The crux of the Second District’s analysis of the statute was to allow corporations (not-for-profit and for profit) to obtain compliance with the statute even after a lawsuit was filed so as to encourage compliance. The court noted, if a stricter approach were to be held and a failure to comply with the SOS filing requirements were grounds for dismissal of a lawsuit, a corporation that files suit before it registers with the SOS has no incentive to later obtain compliance with the SOS. Young America, at ¶ 57.
So why is this relevant to your corporation?

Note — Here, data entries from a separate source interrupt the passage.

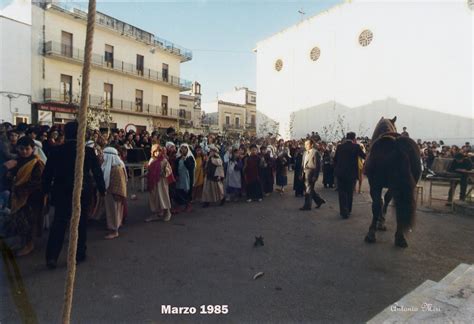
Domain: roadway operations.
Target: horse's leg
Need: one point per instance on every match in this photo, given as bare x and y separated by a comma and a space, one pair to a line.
376, 195
386, 201
405, 206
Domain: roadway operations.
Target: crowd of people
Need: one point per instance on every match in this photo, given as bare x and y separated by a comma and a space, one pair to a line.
183, 169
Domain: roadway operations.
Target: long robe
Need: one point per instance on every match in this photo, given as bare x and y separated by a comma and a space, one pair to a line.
159, 197
213, 190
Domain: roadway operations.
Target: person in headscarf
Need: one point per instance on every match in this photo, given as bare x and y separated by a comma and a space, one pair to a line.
298, 183
281, 167
233, 178
199, 173
252, 175
171, 157
115, 178
5, 157
160, 175
328, 166
267, 166
185, 164
27, 198
213, 190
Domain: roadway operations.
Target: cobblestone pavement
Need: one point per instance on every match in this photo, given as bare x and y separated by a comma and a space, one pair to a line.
316, 266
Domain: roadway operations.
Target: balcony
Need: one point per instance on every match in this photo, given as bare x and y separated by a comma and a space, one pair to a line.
230, 127
186, 123
77, 55
115, 105
124, 29
183, 114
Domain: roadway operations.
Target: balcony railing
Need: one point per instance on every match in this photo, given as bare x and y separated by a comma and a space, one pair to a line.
186, 123
183, 114
126, 29
233, 127
69, 52
54, 95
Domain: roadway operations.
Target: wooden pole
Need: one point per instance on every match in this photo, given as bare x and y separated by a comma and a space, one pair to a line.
79, 167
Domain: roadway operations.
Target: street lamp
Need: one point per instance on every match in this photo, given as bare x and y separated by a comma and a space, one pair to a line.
12, 96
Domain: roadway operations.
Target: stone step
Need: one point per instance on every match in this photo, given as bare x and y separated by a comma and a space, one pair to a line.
449, 300
435, 312
457, 293
453, 275
401, 310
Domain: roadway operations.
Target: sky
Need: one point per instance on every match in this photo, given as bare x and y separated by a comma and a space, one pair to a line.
221, 34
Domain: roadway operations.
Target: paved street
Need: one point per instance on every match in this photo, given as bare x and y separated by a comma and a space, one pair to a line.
317, 266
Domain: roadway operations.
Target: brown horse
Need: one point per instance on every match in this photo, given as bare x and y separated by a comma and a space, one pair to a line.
393, 163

If, for example, your corporation that is foreign to Illinois (maybe a Delaware or Indiana corp.) has been reluctant to file a suit in Illinois because you are not authorized to transact business here, your fears can be allayed.
After Young America v. Pistole, you can file suit in Illinois in order to meet a statute of limitations and then file with the SOS bringing yourself into compliance with the Business Corporation Act or Not-For-Profit Corporation Act. The corporation will be treated as though it had been filed with the SOS all along.
Put differently, we can file your lawsuit and the failure to register with the SOS is a curable problem.